The PubMed, Web of Science, Embase and Cochrane databases were searched for comparative studies on hemiarch versus total arch replacement that were published before May 1, 2022.

Results

We included 23 observational studies with a total of 4,576 patients. Combined data analysis showed that early mortality (RR = 0.82; 95% CI: 0.70–0.97; P = 0.02), incidence of postoperative permanent neurological dysfunction (RR = 0.72; 95%CI:0.54∼0.94; P = 0.02), and incidence of renal failure and dialysis (RR = 0.82; 95%CI:0.71∼0.96; P = 0.01) were all lower for hemiarch than for total arch replacement.
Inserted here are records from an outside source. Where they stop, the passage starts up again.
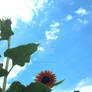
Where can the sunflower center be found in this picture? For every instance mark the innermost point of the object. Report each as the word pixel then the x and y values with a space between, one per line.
pixel 46 79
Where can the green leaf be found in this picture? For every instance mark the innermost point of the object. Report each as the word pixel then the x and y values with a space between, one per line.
pixel 20 55
pixel 1 65
pixel 16 87
pixel 58 83
pixel 5 28
pixel 37 87
pixel 3 72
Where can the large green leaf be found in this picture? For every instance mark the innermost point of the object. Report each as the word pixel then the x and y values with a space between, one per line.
pixel 20 55
pixel 33 87
pixel 5 28
pixel 37 87
pixel 3 72
pixel 16 87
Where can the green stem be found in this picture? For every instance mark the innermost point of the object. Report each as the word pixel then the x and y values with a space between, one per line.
pixel 6 67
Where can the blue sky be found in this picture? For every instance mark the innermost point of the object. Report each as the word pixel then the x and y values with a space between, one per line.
pixel 63 29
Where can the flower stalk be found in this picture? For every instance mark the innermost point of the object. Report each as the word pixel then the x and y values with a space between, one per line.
pixel 6 68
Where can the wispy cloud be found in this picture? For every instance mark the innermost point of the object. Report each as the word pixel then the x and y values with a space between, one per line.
pixel 81 12
pixel 20 9
pixel 68 17
pixel 40 48
pixel 82 21
pixel 84 85
pixel 51 34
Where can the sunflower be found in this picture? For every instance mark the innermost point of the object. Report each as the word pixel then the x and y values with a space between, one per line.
pixel 46 78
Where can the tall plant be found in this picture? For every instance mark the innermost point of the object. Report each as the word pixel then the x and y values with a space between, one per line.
pixel 20 55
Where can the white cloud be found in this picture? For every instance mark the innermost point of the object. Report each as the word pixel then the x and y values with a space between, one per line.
pixel 82 21
pixel 81 12
pixel 40 49
pixel 84 85
pixel 20 9
pixel 51 34
pixel 68 17
pixel 55 25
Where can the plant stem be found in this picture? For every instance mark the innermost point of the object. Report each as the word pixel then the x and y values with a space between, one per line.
pixel 6 68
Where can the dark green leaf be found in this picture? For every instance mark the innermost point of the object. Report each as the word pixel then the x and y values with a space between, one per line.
pixel 3 72
pixel 16 87
pixel 37 87
pixel 20 55
pixel 58 83
pixel 5 28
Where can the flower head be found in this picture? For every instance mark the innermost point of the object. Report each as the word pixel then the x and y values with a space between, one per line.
pixel 46 78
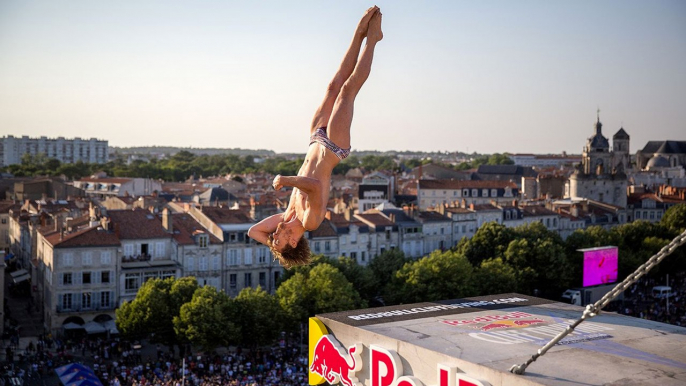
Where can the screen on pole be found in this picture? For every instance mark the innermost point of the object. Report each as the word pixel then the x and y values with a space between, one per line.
pixel 600 265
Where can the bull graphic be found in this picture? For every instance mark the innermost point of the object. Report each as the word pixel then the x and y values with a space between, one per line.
pixel 330 361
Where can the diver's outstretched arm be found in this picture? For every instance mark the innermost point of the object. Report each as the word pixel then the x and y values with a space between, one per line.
pixel 260 232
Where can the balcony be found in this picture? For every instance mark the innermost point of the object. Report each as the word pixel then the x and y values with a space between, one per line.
pixel 78 309
pixel 136 258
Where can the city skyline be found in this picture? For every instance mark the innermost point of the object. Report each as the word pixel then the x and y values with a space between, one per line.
pixel 524 77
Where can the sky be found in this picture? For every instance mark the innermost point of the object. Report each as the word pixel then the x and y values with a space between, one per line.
pixel 471 76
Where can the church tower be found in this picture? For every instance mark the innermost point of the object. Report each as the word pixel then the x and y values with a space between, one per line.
pixel 599 176
pixel 620 150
However, hemiarch replacement had a higher rate of late mortality (RR = 1.37; 95%CI:1.10∼1.71; P = 0.005). There were no statistically significant differences between the two groups in terms of re-operation for bleeding, aortic re-operation, or postoperative pneumonia.

Conclusion

In this study, hemiarch replacement had better early outcomes but a higher late mortality rate than total arch replacement. Decisions regarding the extent of arch repair should be made according to location and extent of ATAAD and the experience of surgeons to ensure the most favorable prognosis.

Systematic review registration:

[INPLASY.COM], identifier [INPLASY202250088].